And so, I haven’t written about it.
It’s time to light a fire and burn that bridge.
Very soon, thousands of young people will return to school. Even now, their mothers are ordering the uniforms and buying the backpacks. The parents are sitting down with the family budget and hammering out how they will afford the tuition. They are purging things from the “want” list to make it all happen. They are putting off things on the “need” list and deciding to make do with what they have.
Parents are making sacrifices because they believe Catholic education provides the best foundation for their sons and daughters. What do parents expect when they fork out thousands of dollars? Certainly, they expect that their children will get a solid education, and they expect the schools to instill respect and self-discipline in their children, but they might expect those same results from many public schools or even from nonsectarian private schools.
The majority of parents choose Catholic schools for specific faith-based reasons. They expect their sons and daughters will be taught the faith - how to live it, cherish it and share it. They don’t expect the classes to be carbon copies of the public school. The room, the curriculum, the teacher, the walls in the halls, the hidden curriculum (what students learn while they are in school that we didn’t set out to teach them) – it should all underscore one thing:
We are Catholic.
When I was working on my B.A. in education, the buzz phrases were writing-across-the-curriculum or reading-across-the-curriculum. Here’s a buzz phrase for Catholic schools. Be Catholic-across-the-curriculum.
Catholic teachers should know the faith well enough to defend it. Teachers should have a personal love for Jesus Christ and His Church – and find a way to integrate faith with the subject matter.
Here’s the reality. Parents are spending thousands of dollars in order to provide their children with a Catholic education, but all too often, their children graduate from Catholic schools unable to share or defend the faith. Some even have trouble living it.
It’s idealistic, perhaps, but wouldn’t it be great if our children could go to daily Mass every day of the school year? Wouldn’t it be great if they could spend fifteen minutes in Adoration every week? If they could be equipped with an arsenal of prayers that would help them face any crisis? If they could recite the Creed and be able to explain what the Communion of Saints is? What Apostolic means? What the Four Marks of the Church are?

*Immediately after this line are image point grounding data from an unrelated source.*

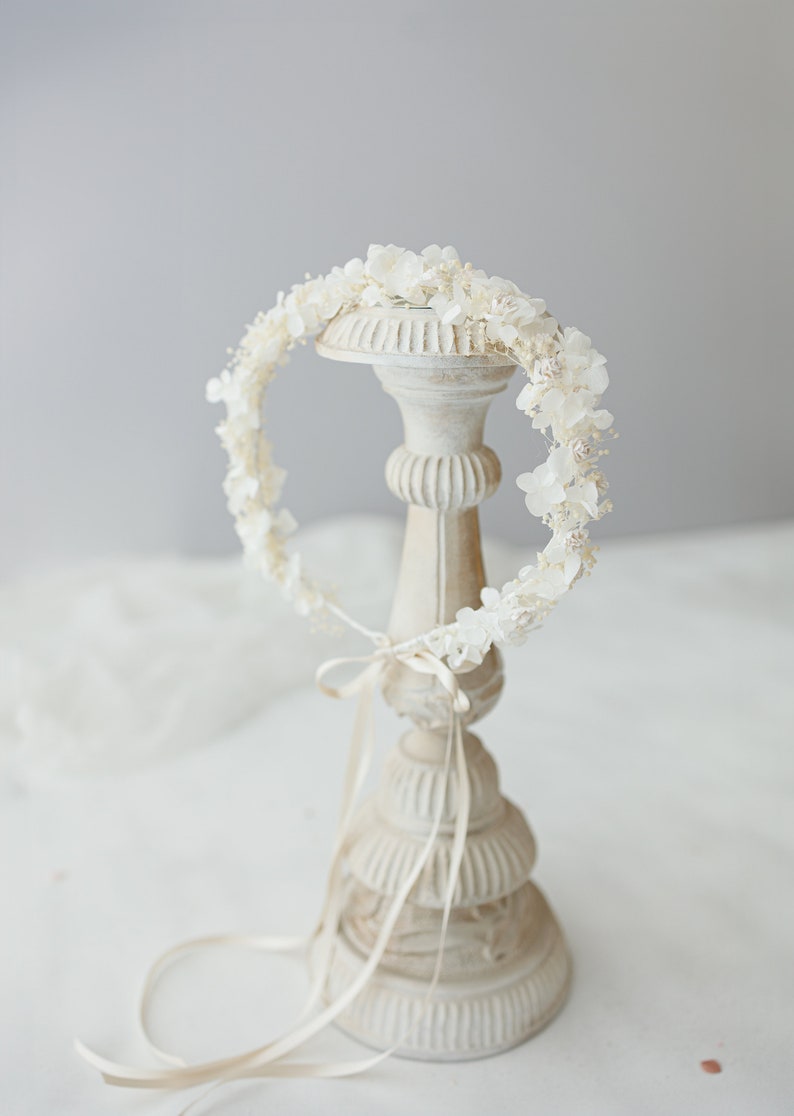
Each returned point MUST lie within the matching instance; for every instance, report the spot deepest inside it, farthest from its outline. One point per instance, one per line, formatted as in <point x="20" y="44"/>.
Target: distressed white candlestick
<point x="506" y="967"/>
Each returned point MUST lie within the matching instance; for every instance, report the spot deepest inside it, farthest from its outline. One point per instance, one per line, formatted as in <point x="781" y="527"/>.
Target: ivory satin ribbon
<point x="269" y="1060"/>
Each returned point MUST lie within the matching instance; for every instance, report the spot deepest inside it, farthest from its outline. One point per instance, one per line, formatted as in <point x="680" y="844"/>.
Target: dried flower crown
<point x="566" y="378"/>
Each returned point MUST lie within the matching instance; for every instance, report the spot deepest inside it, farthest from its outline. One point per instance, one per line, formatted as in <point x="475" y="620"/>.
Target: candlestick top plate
<point x="407" y="335"/>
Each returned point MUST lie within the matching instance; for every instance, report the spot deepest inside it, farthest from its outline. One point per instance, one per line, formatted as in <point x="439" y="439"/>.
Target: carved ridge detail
<point x="445" y="482"/>
<point x="403" y="330"/>
<point x="409" y="791"/>
<point x="462" y="1020"/>
<point x="496" y="860"/>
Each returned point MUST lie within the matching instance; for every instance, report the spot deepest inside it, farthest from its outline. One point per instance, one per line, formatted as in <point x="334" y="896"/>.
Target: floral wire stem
<point x="566" y="378"/>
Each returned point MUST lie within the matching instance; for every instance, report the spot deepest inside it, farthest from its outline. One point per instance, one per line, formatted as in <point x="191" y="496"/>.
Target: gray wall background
<point x="168" y="166"/>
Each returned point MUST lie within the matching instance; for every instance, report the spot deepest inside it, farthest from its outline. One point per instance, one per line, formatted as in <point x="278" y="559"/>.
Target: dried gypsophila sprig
<point x="566" y="378"/>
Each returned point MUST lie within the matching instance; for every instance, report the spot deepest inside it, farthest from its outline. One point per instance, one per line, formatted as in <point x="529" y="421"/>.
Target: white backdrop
<point x="168" y="166"/>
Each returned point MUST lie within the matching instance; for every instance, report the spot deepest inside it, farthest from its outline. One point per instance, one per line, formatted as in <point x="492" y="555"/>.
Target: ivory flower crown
<point x="565" y="381"/>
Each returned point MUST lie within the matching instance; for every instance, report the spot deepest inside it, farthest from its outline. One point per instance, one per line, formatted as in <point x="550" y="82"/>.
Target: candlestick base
<point x="471" y="1015"/>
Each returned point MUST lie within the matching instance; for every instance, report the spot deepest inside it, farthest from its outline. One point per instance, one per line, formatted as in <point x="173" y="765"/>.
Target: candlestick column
<point x="506" y="968"/>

Wouldn’t it be great if they began the process of discerning a vocation while they were still in high school?
Wouldn’t it be great if our children graduated with such a love for the Catholic Church that they considered attending a Catholic college or prayed that God would send them a Catholic spouse?

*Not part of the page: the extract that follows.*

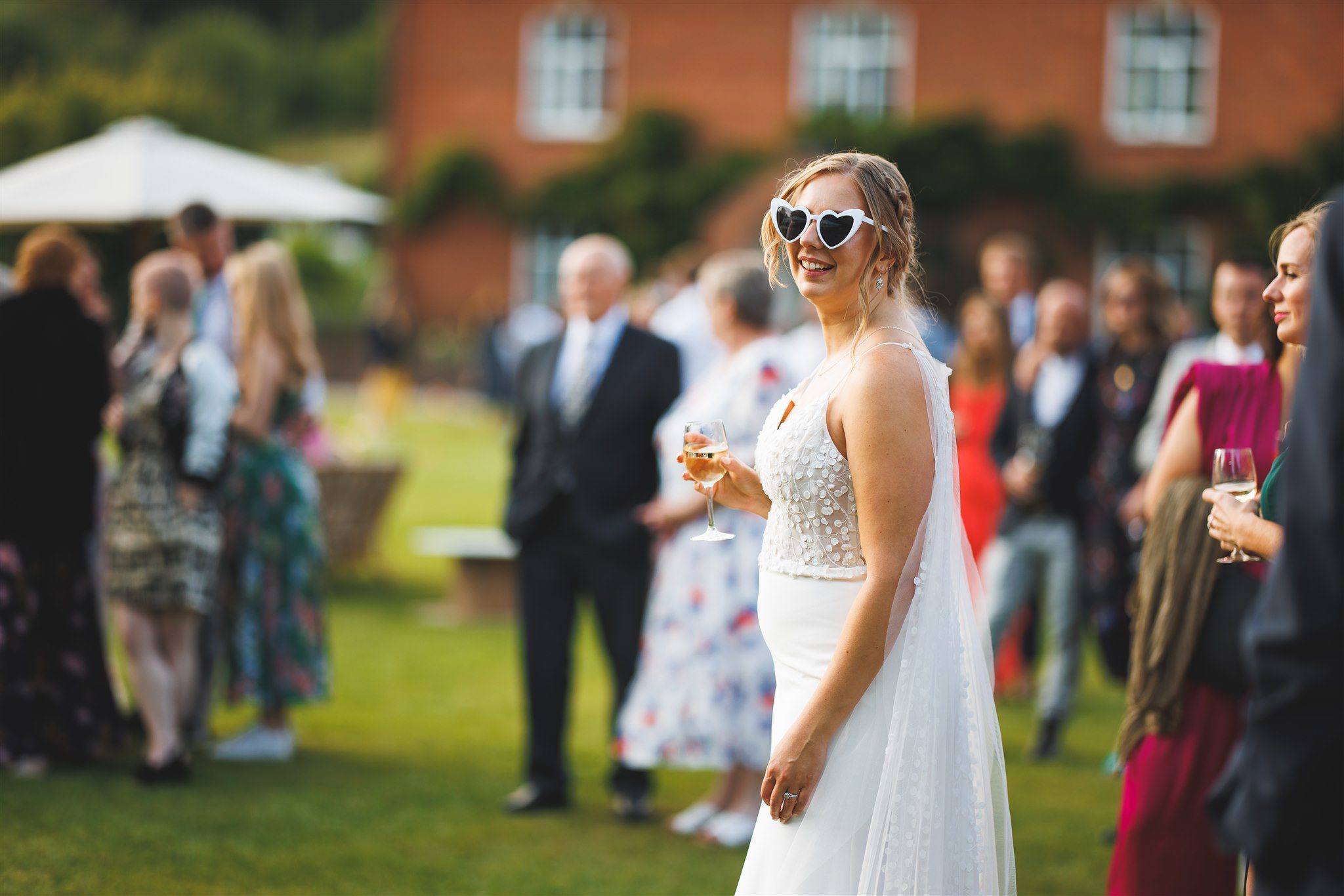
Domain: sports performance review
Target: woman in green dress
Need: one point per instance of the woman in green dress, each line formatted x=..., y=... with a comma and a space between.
x=1290, y=293
x=273, y=558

As educators, we have to prove to our parents that a Catholic education is worth their financial sacrifices.
We have to prove to them that Catholic education is truly and completely Catholic. That the curriculum is thoroughly Catholic. That the hidden curriculum won’t undermine their faith. That they will encounter classmates who are grounded in the faith and not more inclined to challenge their faith or compromise their morals.
Catholic education should outshine every other educational option. Parents should turn to each other on a warm summer evening and say, “Well, that purchase will have to wait another year. Their Catholic education comes first.”
We should seek not only to make Catholic education worth every penny. We should make Catholic education priceless.